Special Report:Global Financial Crisis
By Chinese media writer Wu Qi
BEIJING, Jan.4 (Chinese media) -- Zheng
Jianpei, a garment exporter in South China's Guangdong Province, could not idle
about, although people across the country were decorating their houses with
lanterns and streamers to celebrate the New Year. Against chilly wind, Zheng and
his fellow staff flew northward to attend an exhibition with packages of sample
garments in Beijing, in an attempt to expand the domestic market.
"The economy is in a low tide. We enterprises have to
learn to save ourselves," said Zheng, board chairman of Dongguan Hao Heng
Garment Co. Ltd., which has largely been dedicated to garment export for more
than a decade.
Hammered by the global financial crisis, the year
2008 proved hardest for most Chinese exporters over the past 10 years.

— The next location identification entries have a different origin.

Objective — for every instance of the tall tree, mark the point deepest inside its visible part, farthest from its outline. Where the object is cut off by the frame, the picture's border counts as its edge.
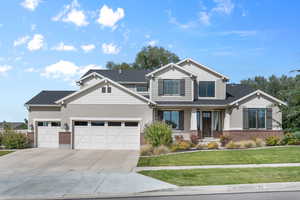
(148, 58)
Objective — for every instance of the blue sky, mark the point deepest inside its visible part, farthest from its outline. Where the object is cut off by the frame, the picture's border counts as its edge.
(47, 44)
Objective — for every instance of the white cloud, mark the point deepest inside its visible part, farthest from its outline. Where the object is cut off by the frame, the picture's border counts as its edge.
(241, 33)
(223, 6)
(87, 48)
(110, 48)
(21, 40)
(72, 14)
(30, 4)
(4, 69)
(204, 18)
(152, 43)
(66, 70)
(63, 47)
(107, 17)
(36, 43)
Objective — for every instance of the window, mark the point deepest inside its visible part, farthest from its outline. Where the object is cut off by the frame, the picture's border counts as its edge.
(55, 124)
(131, 123)
(141, 88)
(172, 118)
(257, 117)
(114, 123)
(171, 87)
(43, 123)
(97, 123)
(80, 123)
(206, 89)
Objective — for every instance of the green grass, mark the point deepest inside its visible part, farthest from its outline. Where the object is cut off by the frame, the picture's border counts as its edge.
(254, 156)
(2, 153)
(198, 177)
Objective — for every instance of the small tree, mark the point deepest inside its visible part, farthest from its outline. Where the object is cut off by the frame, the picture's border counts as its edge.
(158, 133)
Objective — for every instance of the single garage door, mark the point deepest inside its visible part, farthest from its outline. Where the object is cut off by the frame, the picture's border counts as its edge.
(48, 134)
(106, 135)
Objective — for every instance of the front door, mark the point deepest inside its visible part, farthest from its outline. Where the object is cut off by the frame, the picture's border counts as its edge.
(206, 123)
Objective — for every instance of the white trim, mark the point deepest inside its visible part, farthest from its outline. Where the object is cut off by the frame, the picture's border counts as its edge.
(105, 80)
(89, 75)
(258, 92)
(203, 66)
(171, 65)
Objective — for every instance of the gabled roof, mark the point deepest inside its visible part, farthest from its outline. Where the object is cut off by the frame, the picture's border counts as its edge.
(129, 75)
(60, 101)
(203, 67)
(171, 65)
(48, 97)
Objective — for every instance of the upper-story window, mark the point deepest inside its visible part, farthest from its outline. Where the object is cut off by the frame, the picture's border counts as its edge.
(141, 88)
(206, 89)
(171, 87)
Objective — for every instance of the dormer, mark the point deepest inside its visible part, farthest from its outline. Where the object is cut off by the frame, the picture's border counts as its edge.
(209, 84)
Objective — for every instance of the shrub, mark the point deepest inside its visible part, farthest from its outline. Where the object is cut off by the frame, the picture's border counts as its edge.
(13, 140)
(194, 139)
(232, 145)
(180, 146)
(161, 150)
(158, 133)
(272, 141)
(202, 146)
(224, 140)
(146, 150)
(259, 142)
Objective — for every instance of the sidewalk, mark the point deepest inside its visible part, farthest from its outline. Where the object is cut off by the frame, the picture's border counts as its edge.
(137, 169)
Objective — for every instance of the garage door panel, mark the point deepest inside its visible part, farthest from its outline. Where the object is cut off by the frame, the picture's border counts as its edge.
(107, 137)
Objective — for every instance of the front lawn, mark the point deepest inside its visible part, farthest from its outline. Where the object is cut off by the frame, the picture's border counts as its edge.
(198, 177)
(2, 153)
(226, 157)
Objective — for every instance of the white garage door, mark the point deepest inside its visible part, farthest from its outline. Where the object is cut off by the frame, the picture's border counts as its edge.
(48, 134)
(106, 135)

It was
also a year China, with import and export contributing to about 60percent of its
gross domestic product (GDP), adjusted its foreign trade policies most
frequently in the past decade.
HIT BY PLUNGING SALES
Zheng has been engaged in the garment export business
for 11 years, coming through the stages of processing with customer's materials,
producing under the OEM (Original Equipment Manufacturer) mode, and developing
his own brands. In the first five years in his career, Zheng worked as a worker
and then a partner in a garment mill. In 2002, Zheng set up his own tailor shop
in Dongguan City, a garment export hub in South China, selling T-shirts and
sportswear across the world.
"I had a good time up to 2007, when I expanded export
at an annual rate of 60 percent in sales volumes," said Zheng brightly.
Misfortune befell in 2008, forcing Zheng's sales to plummet month by month.

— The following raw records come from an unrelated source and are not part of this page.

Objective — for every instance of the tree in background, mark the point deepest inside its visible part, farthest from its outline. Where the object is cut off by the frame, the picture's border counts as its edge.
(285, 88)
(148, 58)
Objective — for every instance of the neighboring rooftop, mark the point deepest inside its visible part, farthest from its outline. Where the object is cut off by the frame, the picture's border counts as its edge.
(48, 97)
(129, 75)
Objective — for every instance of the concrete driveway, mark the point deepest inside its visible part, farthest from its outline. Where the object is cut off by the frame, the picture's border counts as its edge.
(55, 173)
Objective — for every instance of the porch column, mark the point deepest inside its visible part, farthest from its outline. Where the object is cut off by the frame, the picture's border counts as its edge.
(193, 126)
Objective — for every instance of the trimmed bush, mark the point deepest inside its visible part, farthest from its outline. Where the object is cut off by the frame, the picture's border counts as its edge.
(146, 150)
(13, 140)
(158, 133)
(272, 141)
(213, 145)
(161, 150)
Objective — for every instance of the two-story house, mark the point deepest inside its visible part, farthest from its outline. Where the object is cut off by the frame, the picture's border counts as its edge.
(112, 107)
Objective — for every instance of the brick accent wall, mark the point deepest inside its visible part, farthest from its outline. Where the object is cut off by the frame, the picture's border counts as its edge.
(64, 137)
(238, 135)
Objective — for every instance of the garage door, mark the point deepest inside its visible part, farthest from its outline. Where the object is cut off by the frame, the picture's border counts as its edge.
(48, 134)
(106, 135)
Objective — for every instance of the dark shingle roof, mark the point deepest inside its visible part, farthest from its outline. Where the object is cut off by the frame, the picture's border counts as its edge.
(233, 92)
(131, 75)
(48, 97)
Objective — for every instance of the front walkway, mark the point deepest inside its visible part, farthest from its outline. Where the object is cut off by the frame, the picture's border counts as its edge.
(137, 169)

"In the beginning of 2008, I received fewer orders
from the United States and Australia," said Zheng. But the situation was unclear
at that time, because Zheng's orders from Europe, Middle East and South Asia
remained to increase about 10 percent.
The grim situation became apparent in the
order-placing meeting in March, for goods delivered in autumn. "My orders from
the United States and Australia dropped 70 percent. European buyers did not show
up as scheduled. They came in April, with orders cut by half. I managed to keep
orders unchanged for Middle East and South Asian buyers," said Zheng.

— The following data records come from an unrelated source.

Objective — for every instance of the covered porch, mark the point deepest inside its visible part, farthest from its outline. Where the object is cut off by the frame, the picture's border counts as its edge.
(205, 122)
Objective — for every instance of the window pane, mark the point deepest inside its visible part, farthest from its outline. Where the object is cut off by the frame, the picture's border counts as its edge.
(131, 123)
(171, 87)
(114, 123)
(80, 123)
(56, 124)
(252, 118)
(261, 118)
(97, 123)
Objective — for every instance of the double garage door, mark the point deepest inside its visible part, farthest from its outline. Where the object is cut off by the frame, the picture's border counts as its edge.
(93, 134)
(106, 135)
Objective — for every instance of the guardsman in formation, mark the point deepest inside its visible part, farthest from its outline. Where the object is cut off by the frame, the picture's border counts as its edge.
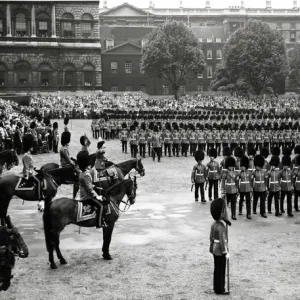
(156, 144)
(124, 137)
(296, 178)
(133, 141)
(229, 185)
(198, 176)
(274, 185)
(286, 179)
(259, 183)
(219, 244)
(213, 174)
(244, 186)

The situation turned worse in the May order-placing
meeting, for winter delivery. "Only a few clients from the United States and
Australia came, without any orders. They told me not to invite them in 2009, as
they will not come up," said Zheng. His orders from EU shrank to 20 percent of
previous sizes. And orders dropped from Middle East and South Asia.
Zheng's story was duplicated nationwide. According to
the National Bureau of Statistics, after months of decline, China's export
decreased 2.2 percent in November, the first time in the past seven years.
Anyway, China managed to maintain a steady growth in
foreign trade in 2008, against pressures from serious natural disasters and the
worst global financial crisis over the past 100 years.
Commerce Minister Chen Deming estimated China's
imports and exports would surpass 2.6 trillion U.S. dollars for 2008, up about18
percent over the previous year, despite the downturn in foreign demand during
the second half. Though the country's exports to European, U.S. and Japanese
markets grew much slower, its sales to emerging markets, such as India and
Brazil, went up rapidly, said Chen Deming.
INDUSTRIAL TRANSFORMATION
To escape the jaws of crisis, increasingly more
frustrated Chinese exporters set out to tap the domestic market.
But it proved a hard path for most exporting
businesses to set eye on the domestic market, as they ran short of marketing
channels, goods designed for domestic markets, and proper account settlement
mechanism.
Zheng proved much luckier than most counterparts, as
he had a way of escape. To prevent risks and expand sales, he set foot in the
domestic market in 2005, despite the fact that the domestic market was small
compared to his export business.
Since July, 2008, Zheng started to prioritize his
company's strategy by more vigorously exploring the domestic market.
Zheng estimated his company would have sales values
dropping by 20 percent in 2008 from the previous year. "This would be a pretty
good result, as we duly changed from export to domestic sales," said Zheng.
About 70 percent of his company's sales would come from domestic sales, and 30 percent from exports in 2008. This was just opposite the performance in 2007.